Veja – Esse problema atinge também os tribunais superiores, onde as nomeações são feitas pelo presidente da República?
E.C – Estamos falando de outra questão
muito séria. É como o braço político se infiltra no Poder Judiciário.
Recentemente, para atender a um pedido político, o STJ chegou à
conclusão de que denúncia anônima não pode ser considerada pelo
tribunal.
Veja – A tese que a senhora
critica foi usada pelo ministro César Asfor Rocha para trancar a
Operação Castelo de Areia, que investigou pagamentos da empreiteira
Camargo Corrêa a vários políticos.
E.C – É uma tese equivocada, que serve
muito bem a interesses políticos. O STJ chegou à conclusão de que
denúncia anônima não pode ser considerada pelo tribunal. De fato, uma
simples carta apócrifa não deve ser considerada. Mas, se a Polícia
Federal recebe a denúncia, investiga e vê que é verdadeira, e a
investigação chega ao tribunal com todas as provas, você vai
desconsiderar? Tem cabimento isso? Não tem. A denúncia anônima só vale
quando o denunciado é um traficante? Há uma mistura e uma intimidade
indecente com o poder.
Veja – Existe essa relação de subserviência da Justiça ao mundo da política?
E.C – Para ascender na carreira, o juiz
precisa dos políticos. Nos tribunais superiores, o critério é única e
exclusivamente político.
Veja - Mas a senhora, como todos os demais ministros, chegou ao STJ por meio desse mecanismo.
E.C – Certa vez me perguntaram se eu
tinha padrinhos políticos. Eu disse: “Claro, se não tivesse, não estaria
aqui”. Eu sou fruto de um sistema. Para entrar num tribunal como o STJ,
seu nome tem de primeiro passar pelo crivo dos ministros, depois do
presidente da República e ainda do Senado. O ministro escolhido sai
devendo a todo mundo.
Veja - No caso da senhora, alguém já tentou cobrar a fatura depois?
E.C – Nunca. Eles têm medo desse meu
jeito. Eu não sou a única rebelde nesse sistema, mas sou uma rebelde que
fala. Há colegas que, quando chegam para montar o gabinete, não têm o
direito de escolher um assessor sequer, porque já está tudo preenchido
por indicação política.
Veja – Há um assunto tabu na
Justiça que é a atuação de advogados que também são filhos ou parentes
de ministros. Como a senhora observa essa prática?
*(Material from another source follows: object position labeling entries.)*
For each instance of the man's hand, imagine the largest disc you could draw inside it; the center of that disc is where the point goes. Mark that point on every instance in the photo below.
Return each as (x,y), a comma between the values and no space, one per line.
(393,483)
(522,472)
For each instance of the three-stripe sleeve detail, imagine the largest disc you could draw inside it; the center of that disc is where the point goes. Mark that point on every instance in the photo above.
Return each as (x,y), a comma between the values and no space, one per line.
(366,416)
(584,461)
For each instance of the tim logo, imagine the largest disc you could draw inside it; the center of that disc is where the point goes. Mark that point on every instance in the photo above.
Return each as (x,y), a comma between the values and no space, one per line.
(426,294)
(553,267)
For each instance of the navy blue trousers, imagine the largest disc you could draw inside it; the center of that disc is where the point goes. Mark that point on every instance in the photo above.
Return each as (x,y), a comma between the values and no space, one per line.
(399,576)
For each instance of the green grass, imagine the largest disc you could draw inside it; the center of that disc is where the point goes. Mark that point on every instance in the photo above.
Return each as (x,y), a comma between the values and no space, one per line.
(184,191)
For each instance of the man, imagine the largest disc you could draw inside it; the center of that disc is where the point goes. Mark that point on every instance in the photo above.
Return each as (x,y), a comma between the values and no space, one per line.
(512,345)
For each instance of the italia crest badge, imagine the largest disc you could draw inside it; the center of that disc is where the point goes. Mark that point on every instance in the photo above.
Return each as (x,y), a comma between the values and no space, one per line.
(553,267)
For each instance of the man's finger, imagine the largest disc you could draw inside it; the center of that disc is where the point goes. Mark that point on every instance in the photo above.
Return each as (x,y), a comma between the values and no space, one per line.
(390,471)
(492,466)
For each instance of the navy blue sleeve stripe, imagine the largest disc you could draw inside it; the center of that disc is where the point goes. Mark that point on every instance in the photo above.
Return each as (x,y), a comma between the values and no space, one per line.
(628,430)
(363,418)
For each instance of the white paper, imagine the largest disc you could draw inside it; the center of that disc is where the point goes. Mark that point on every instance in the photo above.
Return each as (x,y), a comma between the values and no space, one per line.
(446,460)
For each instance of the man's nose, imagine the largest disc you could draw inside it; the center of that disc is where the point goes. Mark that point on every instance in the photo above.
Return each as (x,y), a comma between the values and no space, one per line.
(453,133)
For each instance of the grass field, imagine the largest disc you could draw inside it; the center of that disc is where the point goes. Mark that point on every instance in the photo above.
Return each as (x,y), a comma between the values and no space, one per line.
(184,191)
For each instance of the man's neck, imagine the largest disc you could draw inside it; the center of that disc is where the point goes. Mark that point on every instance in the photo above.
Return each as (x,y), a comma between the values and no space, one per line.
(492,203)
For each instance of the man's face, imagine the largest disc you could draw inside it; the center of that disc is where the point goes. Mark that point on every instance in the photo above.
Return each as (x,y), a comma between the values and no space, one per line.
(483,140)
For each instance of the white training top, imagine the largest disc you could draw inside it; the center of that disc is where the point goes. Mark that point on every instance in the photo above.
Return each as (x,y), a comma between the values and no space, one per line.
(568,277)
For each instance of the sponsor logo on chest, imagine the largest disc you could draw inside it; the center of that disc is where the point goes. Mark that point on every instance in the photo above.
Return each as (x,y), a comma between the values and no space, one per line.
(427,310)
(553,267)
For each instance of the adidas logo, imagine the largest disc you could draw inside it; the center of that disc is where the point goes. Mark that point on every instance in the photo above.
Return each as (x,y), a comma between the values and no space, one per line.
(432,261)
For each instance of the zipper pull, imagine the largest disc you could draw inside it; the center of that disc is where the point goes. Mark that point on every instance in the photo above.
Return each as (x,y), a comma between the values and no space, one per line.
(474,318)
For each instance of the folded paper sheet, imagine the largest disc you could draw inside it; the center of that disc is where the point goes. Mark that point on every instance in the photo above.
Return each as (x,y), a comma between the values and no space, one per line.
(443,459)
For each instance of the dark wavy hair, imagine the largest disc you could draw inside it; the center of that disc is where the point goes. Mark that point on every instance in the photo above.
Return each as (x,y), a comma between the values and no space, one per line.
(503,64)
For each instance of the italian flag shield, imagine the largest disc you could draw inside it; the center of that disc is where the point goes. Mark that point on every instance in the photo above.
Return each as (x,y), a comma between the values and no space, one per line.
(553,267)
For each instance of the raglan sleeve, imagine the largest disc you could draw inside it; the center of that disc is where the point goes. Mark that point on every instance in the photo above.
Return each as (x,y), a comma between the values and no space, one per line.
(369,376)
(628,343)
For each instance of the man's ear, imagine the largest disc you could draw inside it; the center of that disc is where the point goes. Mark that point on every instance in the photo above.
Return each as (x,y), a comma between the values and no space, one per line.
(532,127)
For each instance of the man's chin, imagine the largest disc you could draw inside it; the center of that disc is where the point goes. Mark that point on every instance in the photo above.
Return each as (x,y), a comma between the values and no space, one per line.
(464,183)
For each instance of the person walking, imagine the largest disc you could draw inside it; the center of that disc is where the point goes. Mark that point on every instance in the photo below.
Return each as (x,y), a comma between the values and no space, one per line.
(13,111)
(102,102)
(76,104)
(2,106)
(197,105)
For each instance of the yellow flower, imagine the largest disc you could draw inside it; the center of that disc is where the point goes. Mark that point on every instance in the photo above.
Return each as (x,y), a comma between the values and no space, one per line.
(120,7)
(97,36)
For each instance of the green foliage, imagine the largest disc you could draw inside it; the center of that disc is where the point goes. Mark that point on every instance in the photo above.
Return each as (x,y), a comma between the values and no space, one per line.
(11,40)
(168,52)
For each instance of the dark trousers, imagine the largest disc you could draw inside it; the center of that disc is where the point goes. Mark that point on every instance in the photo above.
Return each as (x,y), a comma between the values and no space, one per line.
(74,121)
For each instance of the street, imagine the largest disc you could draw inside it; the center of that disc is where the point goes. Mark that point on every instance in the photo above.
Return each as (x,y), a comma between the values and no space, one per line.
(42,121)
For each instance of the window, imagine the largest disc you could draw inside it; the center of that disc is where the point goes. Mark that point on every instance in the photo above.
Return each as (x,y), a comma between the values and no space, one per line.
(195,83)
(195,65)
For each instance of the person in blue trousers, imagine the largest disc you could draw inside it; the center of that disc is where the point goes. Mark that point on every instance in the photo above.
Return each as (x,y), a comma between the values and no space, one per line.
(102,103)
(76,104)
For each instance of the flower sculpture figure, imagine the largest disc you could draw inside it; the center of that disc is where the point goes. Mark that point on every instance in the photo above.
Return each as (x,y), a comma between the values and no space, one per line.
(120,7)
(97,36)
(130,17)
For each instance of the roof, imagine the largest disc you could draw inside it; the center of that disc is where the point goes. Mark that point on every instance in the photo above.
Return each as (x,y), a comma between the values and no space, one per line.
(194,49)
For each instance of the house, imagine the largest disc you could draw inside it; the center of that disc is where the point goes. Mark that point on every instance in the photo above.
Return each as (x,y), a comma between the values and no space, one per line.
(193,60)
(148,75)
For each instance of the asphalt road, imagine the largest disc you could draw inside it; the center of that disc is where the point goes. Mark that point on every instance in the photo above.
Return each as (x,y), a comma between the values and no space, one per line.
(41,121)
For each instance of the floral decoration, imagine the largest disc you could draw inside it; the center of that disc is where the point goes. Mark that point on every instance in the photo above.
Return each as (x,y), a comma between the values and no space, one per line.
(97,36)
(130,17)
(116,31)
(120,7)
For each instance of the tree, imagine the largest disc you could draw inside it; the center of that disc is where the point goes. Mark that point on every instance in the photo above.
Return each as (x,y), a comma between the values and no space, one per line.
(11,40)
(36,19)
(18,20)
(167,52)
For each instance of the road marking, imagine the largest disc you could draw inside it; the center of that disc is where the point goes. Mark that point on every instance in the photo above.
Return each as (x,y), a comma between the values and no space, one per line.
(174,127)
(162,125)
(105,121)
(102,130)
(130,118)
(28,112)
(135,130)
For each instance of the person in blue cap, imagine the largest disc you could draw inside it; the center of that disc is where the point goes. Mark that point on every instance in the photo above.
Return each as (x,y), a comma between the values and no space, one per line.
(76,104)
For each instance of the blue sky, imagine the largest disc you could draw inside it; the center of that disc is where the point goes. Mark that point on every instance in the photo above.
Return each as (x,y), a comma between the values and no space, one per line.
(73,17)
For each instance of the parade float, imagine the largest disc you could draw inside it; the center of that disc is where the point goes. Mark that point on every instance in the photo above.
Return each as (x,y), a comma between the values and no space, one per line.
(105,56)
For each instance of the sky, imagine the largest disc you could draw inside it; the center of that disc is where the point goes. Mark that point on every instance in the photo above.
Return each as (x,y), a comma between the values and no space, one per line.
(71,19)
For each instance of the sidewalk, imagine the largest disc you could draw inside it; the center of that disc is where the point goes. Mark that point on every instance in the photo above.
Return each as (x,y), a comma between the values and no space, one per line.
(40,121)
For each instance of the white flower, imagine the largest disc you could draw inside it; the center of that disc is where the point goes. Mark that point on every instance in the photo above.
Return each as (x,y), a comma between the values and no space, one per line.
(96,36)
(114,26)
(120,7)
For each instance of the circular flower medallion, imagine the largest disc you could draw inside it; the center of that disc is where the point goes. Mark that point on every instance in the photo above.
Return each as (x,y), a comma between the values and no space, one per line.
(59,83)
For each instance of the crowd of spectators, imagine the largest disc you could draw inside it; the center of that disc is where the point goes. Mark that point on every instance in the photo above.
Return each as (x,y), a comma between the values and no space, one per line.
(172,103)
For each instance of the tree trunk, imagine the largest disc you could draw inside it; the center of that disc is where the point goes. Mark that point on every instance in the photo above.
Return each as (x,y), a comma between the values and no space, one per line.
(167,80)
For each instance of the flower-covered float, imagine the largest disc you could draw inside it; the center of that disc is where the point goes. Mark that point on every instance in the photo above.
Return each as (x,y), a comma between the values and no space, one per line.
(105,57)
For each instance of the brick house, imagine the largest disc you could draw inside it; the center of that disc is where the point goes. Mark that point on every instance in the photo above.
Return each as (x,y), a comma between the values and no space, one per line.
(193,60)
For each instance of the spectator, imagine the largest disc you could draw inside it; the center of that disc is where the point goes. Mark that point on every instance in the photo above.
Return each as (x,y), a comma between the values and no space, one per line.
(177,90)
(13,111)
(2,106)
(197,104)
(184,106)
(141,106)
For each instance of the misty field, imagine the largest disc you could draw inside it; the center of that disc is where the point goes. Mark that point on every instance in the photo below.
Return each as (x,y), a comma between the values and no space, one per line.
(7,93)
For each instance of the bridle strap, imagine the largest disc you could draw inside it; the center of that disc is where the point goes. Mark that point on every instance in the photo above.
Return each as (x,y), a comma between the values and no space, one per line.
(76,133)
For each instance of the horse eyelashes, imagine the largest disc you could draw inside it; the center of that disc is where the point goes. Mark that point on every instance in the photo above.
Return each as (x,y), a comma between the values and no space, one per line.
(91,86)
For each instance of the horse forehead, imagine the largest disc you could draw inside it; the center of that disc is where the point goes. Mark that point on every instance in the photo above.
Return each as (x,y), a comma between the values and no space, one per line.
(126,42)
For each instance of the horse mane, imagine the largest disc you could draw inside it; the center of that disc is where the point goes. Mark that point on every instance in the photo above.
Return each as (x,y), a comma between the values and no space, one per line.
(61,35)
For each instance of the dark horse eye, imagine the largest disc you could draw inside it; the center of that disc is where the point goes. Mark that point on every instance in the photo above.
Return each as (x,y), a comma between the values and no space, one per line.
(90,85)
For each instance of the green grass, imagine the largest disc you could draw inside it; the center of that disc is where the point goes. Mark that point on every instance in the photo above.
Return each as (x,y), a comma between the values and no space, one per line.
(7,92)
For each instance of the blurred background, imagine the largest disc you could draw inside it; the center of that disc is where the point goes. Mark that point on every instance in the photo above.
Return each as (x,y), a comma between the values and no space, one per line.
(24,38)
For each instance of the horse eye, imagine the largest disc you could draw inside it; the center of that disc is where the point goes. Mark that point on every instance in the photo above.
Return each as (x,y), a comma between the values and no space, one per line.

E.C – Infelizmente, é uma realidade, que
inclusive já denunciei no STJ. Mas a gente sabe que continua e não tem
regra para coibir. É um problema muito sério. Eles vendem a imagem dos
ministros. Dizem que têm trânsito na corte e exibem isso a seus
clientes.
Veja – E como resolver esse problema?
E.C – Não há lei que resolva isso. É
falta de caráter. Esses filhos de ministros tinham de ter estofo moral
para saber disso. Normalmente, eles nem sequer fazem uma sustentação
oral no tribunal. De modo geral, eles não botam procuração nos autos,
não escrevem. Na hora do julgamento, aparecem para entregar memoriais
que eles nem sequer escreveram. Quase sempre é só lobby.
Veja – Como corregedora, o que a senhora pretende fazer?
E.C -Nós, magistrados, temos tendência a
ficar prepotentes e vaidosos. Isso faz com que o juiz se ache um
super-homem decidindo a vida alheia. Nossa roupa tem renda, botão,
cinturão, fivela, uma mangona, uma camisa por dentro com gola de ponta
virada. Não pode. Essas togas, essas vestes talares, essa prática de
entrar em fila indiana, tudo isso faz com que a gente fique cada vez
mais inflado. Precisamos ter cuidado para ter práticas de humildade
dentro do Judiciário. É preciso acabar com essa doença que é a
“juizite”. (foto/Veja)
É de gente assim que o Brasil precisa. Pena que pessoas assim acabam sendo isoladas.